U.S. firms have reportedly been told they must store Russians’ local data and metadata on Russian soil. In following this order, they will abide by the same restrictions on free speech applied toh traditional Russian media. If they don’t comply, they may be blocked in Russia.
This is one instance in a long line of laws and regulations coming from countries as their information systems move to cloud-based providers. The issue is control. Years ago, you could raid a small newspaper and halt production to stop the flow of information. These days, the information is everywhere, including on servers that are inside and outside of any one nation’s control.

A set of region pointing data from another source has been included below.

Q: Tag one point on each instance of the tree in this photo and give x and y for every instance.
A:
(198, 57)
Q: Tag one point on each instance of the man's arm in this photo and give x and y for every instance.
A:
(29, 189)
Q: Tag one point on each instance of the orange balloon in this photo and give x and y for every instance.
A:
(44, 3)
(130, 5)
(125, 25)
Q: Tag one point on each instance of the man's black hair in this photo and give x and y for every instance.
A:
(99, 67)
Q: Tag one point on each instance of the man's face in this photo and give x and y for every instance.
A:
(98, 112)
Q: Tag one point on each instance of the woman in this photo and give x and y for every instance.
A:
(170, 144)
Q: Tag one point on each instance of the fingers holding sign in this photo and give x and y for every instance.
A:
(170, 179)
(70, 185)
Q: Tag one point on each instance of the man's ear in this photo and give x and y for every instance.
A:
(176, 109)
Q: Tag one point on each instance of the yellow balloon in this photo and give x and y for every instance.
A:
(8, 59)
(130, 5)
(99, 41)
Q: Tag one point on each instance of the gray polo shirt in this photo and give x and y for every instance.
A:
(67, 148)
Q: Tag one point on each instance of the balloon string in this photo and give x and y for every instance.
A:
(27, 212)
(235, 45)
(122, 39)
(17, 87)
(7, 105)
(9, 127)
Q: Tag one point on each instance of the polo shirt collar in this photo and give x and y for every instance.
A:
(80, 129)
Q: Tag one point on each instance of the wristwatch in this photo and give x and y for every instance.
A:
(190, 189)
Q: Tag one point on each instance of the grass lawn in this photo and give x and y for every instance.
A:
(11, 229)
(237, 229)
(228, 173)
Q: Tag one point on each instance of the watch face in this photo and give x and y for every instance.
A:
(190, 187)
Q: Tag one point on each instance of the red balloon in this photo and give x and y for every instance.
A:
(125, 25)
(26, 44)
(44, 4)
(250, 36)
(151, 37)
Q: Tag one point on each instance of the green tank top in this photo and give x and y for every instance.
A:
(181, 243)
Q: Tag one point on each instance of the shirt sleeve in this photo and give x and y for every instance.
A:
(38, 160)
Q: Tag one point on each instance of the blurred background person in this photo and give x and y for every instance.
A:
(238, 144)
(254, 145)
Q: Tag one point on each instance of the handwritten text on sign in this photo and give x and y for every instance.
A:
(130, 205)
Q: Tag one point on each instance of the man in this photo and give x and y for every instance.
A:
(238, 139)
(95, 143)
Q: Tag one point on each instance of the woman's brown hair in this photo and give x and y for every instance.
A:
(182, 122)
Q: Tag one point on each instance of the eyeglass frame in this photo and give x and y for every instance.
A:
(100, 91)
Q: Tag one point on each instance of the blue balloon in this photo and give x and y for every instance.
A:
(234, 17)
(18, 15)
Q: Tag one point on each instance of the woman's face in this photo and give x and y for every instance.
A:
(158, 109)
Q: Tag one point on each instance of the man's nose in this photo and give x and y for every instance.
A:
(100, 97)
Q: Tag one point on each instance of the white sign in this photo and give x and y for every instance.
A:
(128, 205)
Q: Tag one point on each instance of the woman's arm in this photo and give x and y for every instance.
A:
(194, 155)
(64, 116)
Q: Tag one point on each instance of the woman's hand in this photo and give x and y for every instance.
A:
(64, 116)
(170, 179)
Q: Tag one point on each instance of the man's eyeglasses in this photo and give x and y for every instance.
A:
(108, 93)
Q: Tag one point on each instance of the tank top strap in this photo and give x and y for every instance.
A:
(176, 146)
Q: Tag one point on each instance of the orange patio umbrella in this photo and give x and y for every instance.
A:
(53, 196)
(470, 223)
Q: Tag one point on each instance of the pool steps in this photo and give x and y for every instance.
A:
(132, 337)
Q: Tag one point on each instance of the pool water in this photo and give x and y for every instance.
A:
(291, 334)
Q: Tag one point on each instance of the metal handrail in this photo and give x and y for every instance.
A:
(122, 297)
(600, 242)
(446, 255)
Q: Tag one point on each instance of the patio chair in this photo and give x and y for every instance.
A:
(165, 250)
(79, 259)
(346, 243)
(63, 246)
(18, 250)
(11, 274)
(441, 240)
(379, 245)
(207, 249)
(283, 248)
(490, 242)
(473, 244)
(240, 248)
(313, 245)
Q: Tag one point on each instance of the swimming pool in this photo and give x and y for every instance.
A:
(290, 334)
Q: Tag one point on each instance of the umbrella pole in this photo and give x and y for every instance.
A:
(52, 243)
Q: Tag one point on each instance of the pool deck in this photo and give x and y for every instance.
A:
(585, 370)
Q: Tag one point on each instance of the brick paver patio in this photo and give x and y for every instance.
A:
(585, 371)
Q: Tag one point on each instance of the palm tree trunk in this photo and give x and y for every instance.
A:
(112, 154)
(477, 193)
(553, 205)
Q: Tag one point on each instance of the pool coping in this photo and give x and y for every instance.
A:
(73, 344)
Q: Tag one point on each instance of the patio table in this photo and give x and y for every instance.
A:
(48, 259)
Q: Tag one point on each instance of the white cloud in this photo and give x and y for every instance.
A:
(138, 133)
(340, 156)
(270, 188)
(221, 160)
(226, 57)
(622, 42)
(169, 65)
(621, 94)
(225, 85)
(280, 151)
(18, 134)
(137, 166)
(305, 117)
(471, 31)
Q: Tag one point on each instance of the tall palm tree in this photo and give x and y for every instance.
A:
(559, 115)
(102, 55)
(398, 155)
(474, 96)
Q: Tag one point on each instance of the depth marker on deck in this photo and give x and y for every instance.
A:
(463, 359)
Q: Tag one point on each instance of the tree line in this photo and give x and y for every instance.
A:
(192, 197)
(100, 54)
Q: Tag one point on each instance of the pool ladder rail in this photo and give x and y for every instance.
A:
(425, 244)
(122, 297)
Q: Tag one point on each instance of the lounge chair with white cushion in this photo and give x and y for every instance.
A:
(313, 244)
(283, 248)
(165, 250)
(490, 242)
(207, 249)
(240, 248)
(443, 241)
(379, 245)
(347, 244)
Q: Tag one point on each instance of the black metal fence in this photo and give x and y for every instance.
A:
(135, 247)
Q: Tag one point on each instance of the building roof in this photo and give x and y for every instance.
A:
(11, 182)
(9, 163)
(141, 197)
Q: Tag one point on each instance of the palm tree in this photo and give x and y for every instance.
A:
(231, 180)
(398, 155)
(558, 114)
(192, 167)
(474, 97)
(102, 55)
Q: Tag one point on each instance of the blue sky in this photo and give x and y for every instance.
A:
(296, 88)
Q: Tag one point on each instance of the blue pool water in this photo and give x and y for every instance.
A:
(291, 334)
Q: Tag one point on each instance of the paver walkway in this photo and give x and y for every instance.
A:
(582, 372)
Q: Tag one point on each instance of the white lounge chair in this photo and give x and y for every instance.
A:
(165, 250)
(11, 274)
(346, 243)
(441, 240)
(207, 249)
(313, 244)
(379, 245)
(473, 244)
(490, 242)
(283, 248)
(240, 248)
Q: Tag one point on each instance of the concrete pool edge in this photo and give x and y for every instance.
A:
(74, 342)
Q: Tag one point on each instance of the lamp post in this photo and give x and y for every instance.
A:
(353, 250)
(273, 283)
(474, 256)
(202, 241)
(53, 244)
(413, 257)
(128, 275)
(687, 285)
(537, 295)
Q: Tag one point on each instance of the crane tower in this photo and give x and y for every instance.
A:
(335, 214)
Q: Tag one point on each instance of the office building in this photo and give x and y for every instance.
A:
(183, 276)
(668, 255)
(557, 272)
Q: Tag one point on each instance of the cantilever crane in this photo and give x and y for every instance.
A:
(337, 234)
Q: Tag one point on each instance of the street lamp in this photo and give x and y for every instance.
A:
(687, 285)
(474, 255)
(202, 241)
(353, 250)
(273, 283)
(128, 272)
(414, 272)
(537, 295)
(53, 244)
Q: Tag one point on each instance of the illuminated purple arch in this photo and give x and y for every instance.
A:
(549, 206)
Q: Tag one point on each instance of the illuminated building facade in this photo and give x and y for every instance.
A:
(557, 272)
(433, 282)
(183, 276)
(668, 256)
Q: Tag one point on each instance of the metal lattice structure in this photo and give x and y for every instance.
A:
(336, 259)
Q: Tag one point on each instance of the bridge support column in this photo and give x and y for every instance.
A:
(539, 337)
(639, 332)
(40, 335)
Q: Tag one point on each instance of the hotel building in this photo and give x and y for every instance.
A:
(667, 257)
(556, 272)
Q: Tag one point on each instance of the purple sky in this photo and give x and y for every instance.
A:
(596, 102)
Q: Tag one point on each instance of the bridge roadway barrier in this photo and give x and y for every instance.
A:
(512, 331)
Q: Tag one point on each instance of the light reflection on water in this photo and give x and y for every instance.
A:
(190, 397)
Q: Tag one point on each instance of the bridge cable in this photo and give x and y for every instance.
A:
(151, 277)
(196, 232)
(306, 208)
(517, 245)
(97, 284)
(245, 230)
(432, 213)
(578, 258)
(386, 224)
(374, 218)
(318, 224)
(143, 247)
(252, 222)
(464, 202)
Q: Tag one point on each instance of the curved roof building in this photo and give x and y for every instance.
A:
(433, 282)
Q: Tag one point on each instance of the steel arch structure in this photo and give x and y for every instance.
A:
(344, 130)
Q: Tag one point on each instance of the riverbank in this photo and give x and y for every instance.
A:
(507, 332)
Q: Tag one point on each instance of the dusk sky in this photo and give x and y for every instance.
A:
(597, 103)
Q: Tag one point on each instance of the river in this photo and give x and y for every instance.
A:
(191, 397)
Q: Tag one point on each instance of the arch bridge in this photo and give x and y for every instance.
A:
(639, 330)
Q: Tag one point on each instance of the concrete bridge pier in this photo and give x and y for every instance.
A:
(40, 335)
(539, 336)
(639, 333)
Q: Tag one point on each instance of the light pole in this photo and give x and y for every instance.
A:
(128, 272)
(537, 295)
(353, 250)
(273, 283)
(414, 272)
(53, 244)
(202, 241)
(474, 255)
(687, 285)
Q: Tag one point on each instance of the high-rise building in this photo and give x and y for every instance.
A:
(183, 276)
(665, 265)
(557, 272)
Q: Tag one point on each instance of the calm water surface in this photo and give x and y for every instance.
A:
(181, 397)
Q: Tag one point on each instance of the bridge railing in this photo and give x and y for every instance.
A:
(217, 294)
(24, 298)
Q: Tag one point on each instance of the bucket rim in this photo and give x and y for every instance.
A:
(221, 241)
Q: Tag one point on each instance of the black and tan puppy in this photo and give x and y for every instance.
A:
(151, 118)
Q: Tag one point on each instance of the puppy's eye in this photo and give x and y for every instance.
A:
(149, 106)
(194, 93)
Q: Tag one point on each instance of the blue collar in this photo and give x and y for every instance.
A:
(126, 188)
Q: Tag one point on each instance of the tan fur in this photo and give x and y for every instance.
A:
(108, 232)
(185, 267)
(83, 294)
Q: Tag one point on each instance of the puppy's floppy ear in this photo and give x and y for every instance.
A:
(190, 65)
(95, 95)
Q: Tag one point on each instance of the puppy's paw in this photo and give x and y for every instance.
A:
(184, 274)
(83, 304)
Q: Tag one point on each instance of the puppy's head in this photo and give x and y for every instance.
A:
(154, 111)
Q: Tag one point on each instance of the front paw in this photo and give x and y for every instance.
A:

Keep in mind that Russia is not creating new laws merely for American social media and cloud companies. The government wants all foreign companies operating in Russia to comply with laws that govern technology companies in Russia. It has even created a blogger registry, which is a scary concept.
As cloud computing grows in popularity outside of the United States, other countries won’t go as far as Russia or China have in trying to control information. However, issues such as the Edward Snowden revelations will continue to drive news, and U.S.-based cloud companies will have to learn to do business in the new world order. This means understanding how to manage data in different ways and in different countries, as well as how to submit to audits and even raids from time to time.
Due to these regulations, some U.S.-based companies simply won’t do business in certain countries. It’s not the politics but the cost and the risk. Countries with businesses that could benefit from the likes of Amazon Web Services, Google, and Microsoft won’t find them as available resources. They will need to deal with the local in-country providers or keep data within their own firewalls.
Although regulatory environments should not drive the use of technology, they often do. Cloud computing presents unique opportunities for traditional enterprises -- as well as threats to governments. It will be interesting to see how enterprises and governments alike respond to the challenges.